There's way too much filler and fluff.
Oh, the actual takedown on the train grabs your attention.
These three young American men happen to be on a train from
Amersterdam to Paris, because they're backpacking through Europe and want
to see the Eiffel Tower. Nothing
unusual about that. But on
this particular afternoon train, on August 21, 2015, a terrorist came out
of the rest room brandishing a pistol and an automatic weapon.
First he shot a passenger with the pistol.
Then he pulled up the automatic weapon as if to commence firing,
but somehow these three American guys, acting on impulse, jumped up and
assaulted the man. And despite
suffering some wounds themselves, they manage to subdue him, and hold him
until the train arrives, where the police and paramedics are waiting.

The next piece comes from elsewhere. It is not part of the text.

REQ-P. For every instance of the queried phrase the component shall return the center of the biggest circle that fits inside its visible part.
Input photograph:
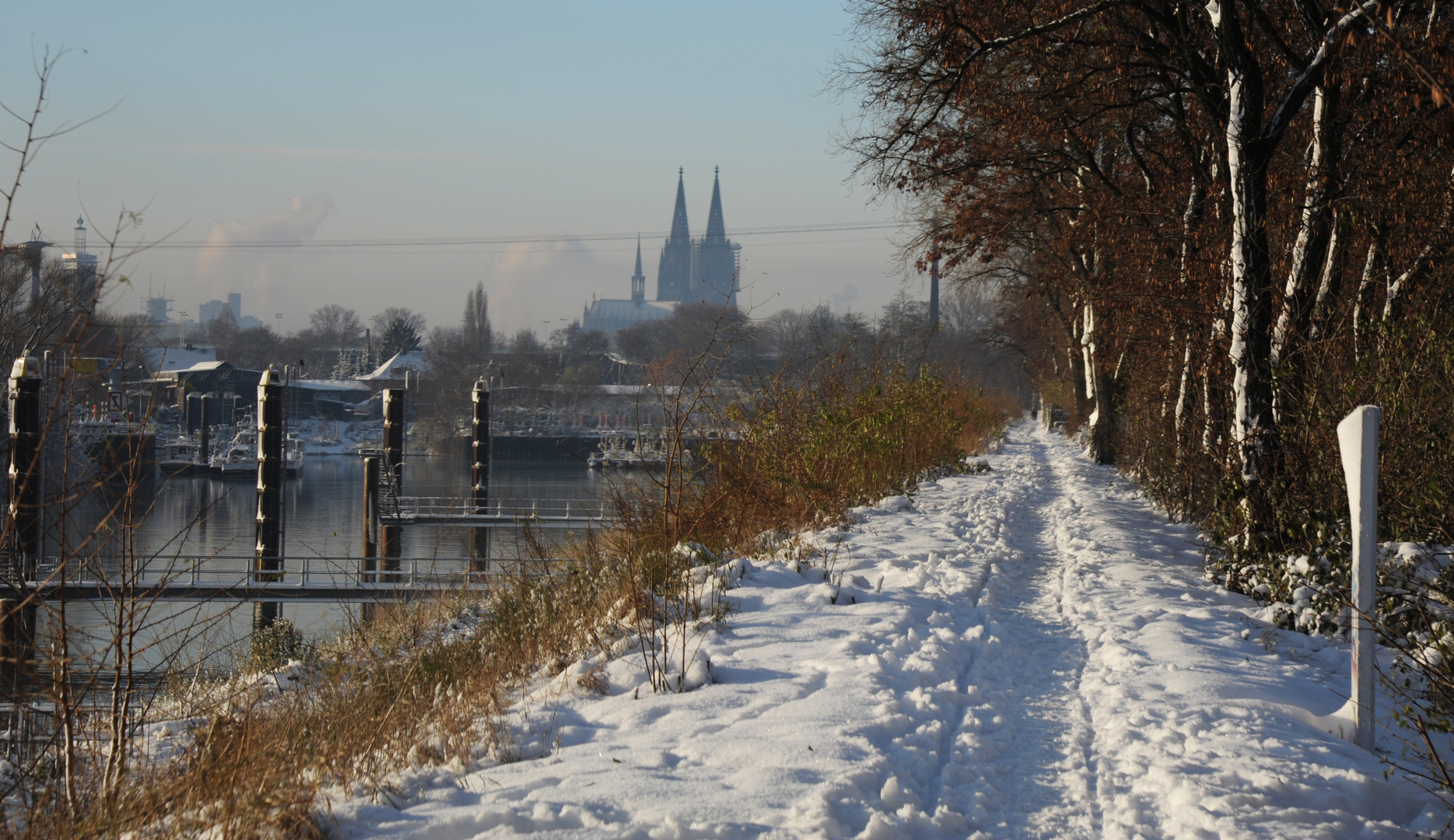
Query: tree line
(1221, 226)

Incredibly, there were no fatalities.
The three American men were awarded the Legion of Honor by grateful
French officials. The problem
is that that whole sequence took about 20 minutes.
So we have to fill the rest of the time somehow.
First we go back to the guys who've been friends since Elementary
School, getting in trouble with teachers and principals for no apparent
reason. The educators among us
will cringe at the way they are portrayed here.
We open up that old debate about ADD, ADHD, and the usefulness of
Ritalin. We open up that old debate about the possible social impact of
boys playing with toy guns. Then
we feature that familiar dynamic of teacher conferences, mothers defending
their children like angry Momma Bears protecting their cubs.
All of these issues are brought up; none are helpfully examined.
A more interesting gambit might have been to explore why these
three guys chose to strategically underachieve, and what consequences
those life choices produced. We
may have been more interested in what they actually did as adults, besides
some sketchy vignettes about some time in the military.
And Director Eastwood chose not to even tell us about the Frenchman
on the train who was actually the first to tackle the terrorist, but
desired anonymity because he feared Islamic reprisals.
That would have added a lot of colorful context.
But instead, we get a lot of travelogue of the three amigos
sightseeing in Europe, where they talk about what they ate, and what they
drank. And a couple of
random girls they met. None of
which advance the story at all, but only serve to lead us to the fateful
It's a shame. The story
could have been told much better, and simply wasn't.
It's an opportunity lost. Parts
of this movie are inspiring, but other parts are so amateurish they're
painful to watch. We expect
more from Clint Eastwood, even if he is the Pope of Hollywood.